An order rests in Placed. A Submit signal moves it to Authorizing, which invokes a payment service to hold funds. The authorization’s outcome routes through two edges: Authorized advances the order, Declined sends it to the Rejected terminal.

The Authorized edge is no rubber stamp. Its guard is an expression mixing tiers: a Core compare and membership test (subtotal >= threshold and a fast-lane priority) OR a Rich CEL guard (subtotal + tip >= 6000), so a generous order or a flagged big basket is admitted.

Admitted orders enter Active, an orthogonal superstate running two parallel regions at once:

  • Fulfillment is the work spine: Cooking supervises a kitchen actor, whose plated output advances to AwaitingCourier, then EnRoute supervises a courier actor.
  • Watchdog is an SLA clock.

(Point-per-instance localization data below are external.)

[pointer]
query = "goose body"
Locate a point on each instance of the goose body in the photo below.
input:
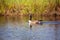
(34, 21)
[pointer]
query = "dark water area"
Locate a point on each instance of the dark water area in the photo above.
(17, 28)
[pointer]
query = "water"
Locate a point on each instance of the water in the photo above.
(18, 29)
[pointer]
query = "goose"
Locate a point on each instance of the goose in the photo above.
(34, 21)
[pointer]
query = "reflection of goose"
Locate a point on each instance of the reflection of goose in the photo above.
(34, 21)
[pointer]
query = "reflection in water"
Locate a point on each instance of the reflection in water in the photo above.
(18, 29)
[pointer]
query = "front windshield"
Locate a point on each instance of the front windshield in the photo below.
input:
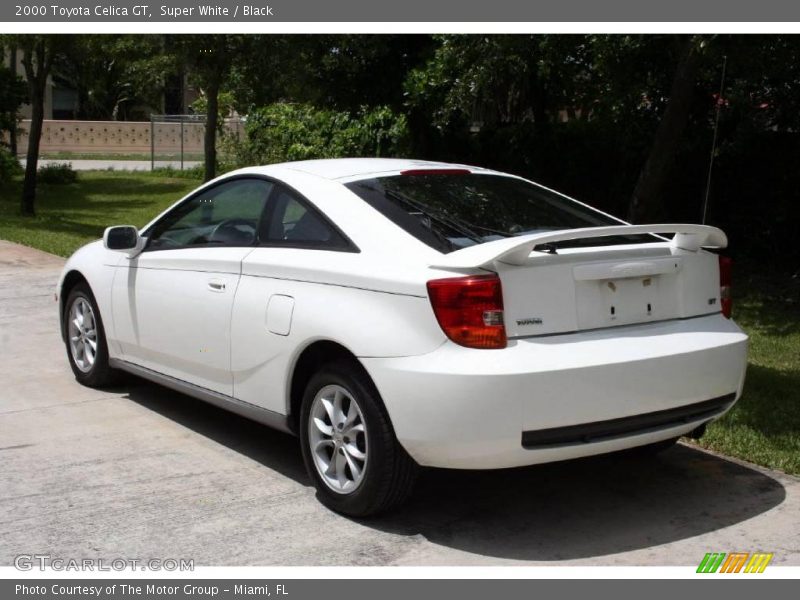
(453, 211)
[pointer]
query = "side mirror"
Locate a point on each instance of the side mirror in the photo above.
(122, 237)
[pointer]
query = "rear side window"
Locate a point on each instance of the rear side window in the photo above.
(292, 222)
(453, 211)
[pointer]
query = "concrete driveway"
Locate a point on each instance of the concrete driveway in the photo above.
(142, 472)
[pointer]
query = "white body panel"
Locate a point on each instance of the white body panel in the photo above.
(234, 321)
(171, 311)
(477, 403)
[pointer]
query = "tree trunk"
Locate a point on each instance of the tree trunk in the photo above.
(12, 134)
(644, 204)
(210, 139)
(32, 164)
(37, 59)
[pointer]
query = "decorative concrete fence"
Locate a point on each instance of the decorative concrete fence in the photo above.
(121, 137)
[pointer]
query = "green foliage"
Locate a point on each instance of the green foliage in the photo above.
(9, 165)
(68, 217)
(57, 174)
(284, 132)
(115, 76)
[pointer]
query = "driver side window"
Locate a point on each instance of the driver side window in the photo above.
(227, 214)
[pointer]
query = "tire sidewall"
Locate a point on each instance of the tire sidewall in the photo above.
(379, 446)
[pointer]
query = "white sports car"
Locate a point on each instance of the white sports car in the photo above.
(398, 313)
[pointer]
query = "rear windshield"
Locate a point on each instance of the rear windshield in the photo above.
(453, 211)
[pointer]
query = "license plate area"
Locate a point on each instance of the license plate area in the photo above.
(610, 302)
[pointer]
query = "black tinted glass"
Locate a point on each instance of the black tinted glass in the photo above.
(452, 211)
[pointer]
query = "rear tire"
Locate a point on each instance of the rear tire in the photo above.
(349, 447)
(87, 349)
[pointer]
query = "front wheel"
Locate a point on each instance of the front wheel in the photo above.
(87, 349)
(348, 444)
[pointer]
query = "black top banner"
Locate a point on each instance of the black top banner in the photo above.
(38, 11)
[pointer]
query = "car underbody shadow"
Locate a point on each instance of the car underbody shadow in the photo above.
(562, 511)
(585, 508)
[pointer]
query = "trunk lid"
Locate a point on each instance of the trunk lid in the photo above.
(577, 289)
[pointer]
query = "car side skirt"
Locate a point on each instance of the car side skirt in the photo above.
(245, 409)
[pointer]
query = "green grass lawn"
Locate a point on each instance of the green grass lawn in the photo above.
(71, 215)
(764, 427)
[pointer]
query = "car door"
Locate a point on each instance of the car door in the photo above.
(172, 303)
(277, 289)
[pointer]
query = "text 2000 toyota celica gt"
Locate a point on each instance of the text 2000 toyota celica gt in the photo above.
(399, 313)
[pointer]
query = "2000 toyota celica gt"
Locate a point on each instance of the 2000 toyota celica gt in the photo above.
(398, 313)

An after(30m) delayed transition fires SLABreached if the delivery window elapses, recording the breach in the order’s context without blocking delivery.

Each region’s actor messages the order on completion; an assign reducer, the order’s only context writer, folds the result in.

The courier’s DroppedOff is a cross-cutting transition on the Active compound: it exits the whole parallel configuration to Settling, which captures the held payment and runs to the Delivered terminal.

Cancellation is a saga. Cancel on Active exits to Refunding, which invokes a refund service to reverse the authorization hold, the compensating action, before reaching the Canceled terminal.

m, err := fooddelivery.NewModel()

Notably, NewModel forges the machine, then round-trips it through its IR (ToJSONLoadFromJSONProvide) so the CEL guard binds exactly as a host loading a serialized definition would: the in-repo proof of the serialization split. It can also snapshot and restore across a process restart mid-order.

This page shows the model. The companion examples/dispatch showcase runs the identical machine under the full runtime (durable, distributed, polyglot, and observed) so the same statechart that renders this diagram also survives restarts, fans out across processes, binds non-Go behavior, and emits telemetry. See integrating for the runtime surface.